Department of Materno-Fetal Medicine, Genetics, and Reproduction, Institute of Biomedicine of Seville (IBIS), Hospital Universitario Virgen del Rocio/CSIC/University of Seville, Avda. Manuel Siurot s/n ES-41013, Seville, Spain.
Fetal, IVF and Reproduction Simulation Training Centre (FIRST), Seville, Spain.
BMC Pregnancy Childbirth. 2020 Oct 7;20(1):598. doi: 10.1186/s12884-020-03304-0.
The "Ex-Utero Intrapartum Treatment" (EXIT) procedure allows to ensure fetal airway before completion of delivery and umbilical cord clamping while keeping uteroplacental circulation. Airway obstruction in fetal oropharyngeal and cervical masses can be life-threatening at birth. In those situations, controlled access to fetal airway performed by a trained multidisciplinary team allows safe airway management, while feto-maternal circulation is preserved. We aim to review the indications and outcome of the EXIT procedure in a case series of fetal cervical and oropharyngeal masses.

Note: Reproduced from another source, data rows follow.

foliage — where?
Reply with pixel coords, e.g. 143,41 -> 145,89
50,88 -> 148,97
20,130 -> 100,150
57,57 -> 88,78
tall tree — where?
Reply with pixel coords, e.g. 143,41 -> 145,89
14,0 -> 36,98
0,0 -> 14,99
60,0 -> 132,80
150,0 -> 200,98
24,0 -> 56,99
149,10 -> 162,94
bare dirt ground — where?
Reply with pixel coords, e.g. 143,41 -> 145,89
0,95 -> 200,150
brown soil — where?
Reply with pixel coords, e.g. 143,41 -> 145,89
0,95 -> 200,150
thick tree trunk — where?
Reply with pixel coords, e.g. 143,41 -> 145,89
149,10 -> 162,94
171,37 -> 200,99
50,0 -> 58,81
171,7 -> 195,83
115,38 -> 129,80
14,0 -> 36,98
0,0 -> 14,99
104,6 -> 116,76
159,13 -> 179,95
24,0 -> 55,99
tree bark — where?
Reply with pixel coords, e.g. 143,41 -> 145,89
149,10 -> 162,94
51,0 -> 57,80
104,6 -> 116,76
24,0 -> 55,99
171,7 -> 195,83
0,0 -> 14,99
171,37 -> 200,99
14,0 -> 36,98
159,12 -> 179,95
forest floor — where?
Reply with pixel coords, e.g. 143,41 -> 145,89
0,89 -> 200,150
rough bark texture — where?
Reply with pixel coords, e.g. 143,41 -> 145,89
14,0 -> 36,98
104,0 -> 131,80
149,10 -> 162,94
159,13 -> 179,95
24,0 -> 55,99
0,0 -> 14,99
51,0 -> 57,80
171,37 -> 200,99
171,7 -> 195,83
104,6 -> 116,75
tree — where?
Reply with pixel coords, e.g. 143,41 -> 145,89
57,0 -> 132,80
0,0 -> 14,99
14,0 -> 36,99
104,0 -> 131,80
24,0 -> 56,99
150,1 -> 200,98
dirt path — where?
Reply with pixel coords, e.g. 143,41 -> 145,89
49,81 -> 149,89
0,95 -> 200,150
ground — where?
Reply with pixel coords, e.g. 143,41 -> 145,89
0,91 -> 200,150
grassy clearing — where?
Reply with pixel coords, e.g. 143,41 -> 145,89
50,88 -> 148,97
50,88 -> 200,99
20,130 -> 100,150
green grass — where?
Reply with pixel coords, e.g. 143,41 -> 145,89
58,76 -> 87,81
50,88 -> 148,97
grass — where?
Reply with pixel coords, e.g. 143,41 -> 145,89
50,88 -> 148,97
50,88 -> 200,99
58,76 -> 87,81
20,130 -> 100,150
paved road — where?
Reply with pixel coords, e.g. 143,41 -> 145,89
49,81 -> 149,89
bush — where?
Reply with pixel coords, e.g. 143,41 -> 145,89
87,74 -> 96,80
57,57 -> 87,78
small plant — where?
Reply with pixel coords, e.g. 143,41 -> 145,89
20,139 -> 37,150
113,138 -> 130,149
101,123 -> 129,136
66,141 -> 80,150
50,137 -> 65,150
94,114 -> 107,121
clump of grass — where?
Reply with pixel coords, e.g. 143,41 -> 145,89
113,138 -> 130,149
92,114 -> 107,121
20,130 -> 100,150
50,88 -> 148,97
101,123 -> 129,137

We have carried out a retrospective review of all patients with fetal cervical and oropharyngeal masses who underwent an EXIT procedure between 2008 and 2019. Variables evaluated included indication for EXIT, ultrasound and MRI findings, the need of amnioreduction, gestational age at EXIT, birth weight, complications, operative time, survival rate, pathological findings, and postnatal evolution. Five patients are included in this series. One additional case has already been published.
The diagnosis were cervical teratoma (n = 1), epulis (n = 1) and lymphangioma (n = 3). Polyhydramnios was present in 2 patients, requiring amnioreduction in one of them. Mean gestational age at EXIT was 36-37 weeks (range, 34-38 weeks). Median EXIT time in placental support was 9 min (range, 3-22 min). Access to airway was successfully established in EXIT in all cases. All children born by EXIT are currently healthy and without complications.
The localization and characteristics of the mass, its relationship to the airway, and the presence of polyhydramnios seem to be major factors determining indications for EXIT and clinical outcome.
“子宫外产时治疗”(EXIT)程序允许在完成分娩和脐带夹闭的同时确保胎儿气道畅通,同时保持胎盘循环。胎儿口咽和颈部肿块的气道阻塞在出生时可能危及生命。在这些情况下,经过培训的多学科团队对胎儿气道进行的控制性进入允许安全的气道管理,同时保持胎儿-母体循环。我们旨在对胎儿颈部和口咽肿块的病例系列中 EXIT 程序的适应证和结果进行回顾。
我们对 2008 年至 2019 年间接受 EXIT 手术的所有胎儿颈部和口咽肿块患者进行了回顾性分析。评估的变量包括 EXIT 的适应证、超声和 MRI 发现、羊膜减少的需要、EXIT 时的胎龄、出生体重、并发症、手术时间、存活率、病理发现和产后演变。本系列包括 5 例患者。另有 1 例已发表。
诊断为颈部畸胎瘤(n=1)、龈瘤(n=1)和淋巴管瘤(n=3)。2 例存在羊水过多,其中 1 例需要羊膜减少术。EXIT 时的平均胎龄为 36-37 周(范围 34-38 周)。胎盘支持下 EXIT 的中位时间为 9 分钟(范围 3-22 分钟)。所有病例在 EXIT 时均成功建立气道。所有通过 EXIT 分娩的儿童目前均健康且无并发症。
肿块的位置和特征、与气道的关系以及羊水过多的存在似乎是决定 EXIT 适应证和临床结果的主要因素。